Periprothetische Infektion: Herausforderung für Betroffene und Gesundheitssystem

DOI: https://doi.org/10.47184/td.2024.01.04

Eine periprothetische Infektion ist die schwerwiegendste Komplikation in der Endoprothetik, denn es resultieren hieraus nicht selten langfristige Krankheitsverläufe, die sowohl Patient:innen als auch das Gesundheitssystem vor eine große Herausforderung stellen. Das bisher größte Problem liegt in der Diagnostik, da es keinen eindeutigen Parameter gibt, mit dem eine periprothetische Infektion sicher nachgewiesen bzw. ausgeschlossen werden kann. Dies kann zu Fehldiagnosen führen und verhindern, dass Patient:innen eine adäquate Therapie erhalten.

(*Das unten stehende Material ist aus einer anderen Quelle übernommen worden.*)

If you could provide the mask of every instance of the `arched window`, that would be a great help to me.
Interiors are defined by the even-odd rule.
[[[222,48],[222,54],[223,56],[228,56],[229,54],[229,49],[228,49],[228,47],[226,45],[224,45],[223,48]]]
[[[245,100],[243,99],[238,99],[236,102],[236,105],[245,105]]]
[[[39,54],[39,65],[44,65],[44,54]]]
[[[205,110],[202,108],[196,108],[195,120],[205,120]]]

Schlüsselwörter: Totalendoprothese, TEP, PJI, MSIS, IDSA, ICM, EBJIS, Mikrobiologie, Sonikation

Nach Angaben des aktuellen Jahresberichtes des Endoprothesenregisters Deutschland (EPRD) werden in der BRD inzwischen über 300.000 endoprothetische Eingriffe pro Jahr durchgeführt (Tab. 1).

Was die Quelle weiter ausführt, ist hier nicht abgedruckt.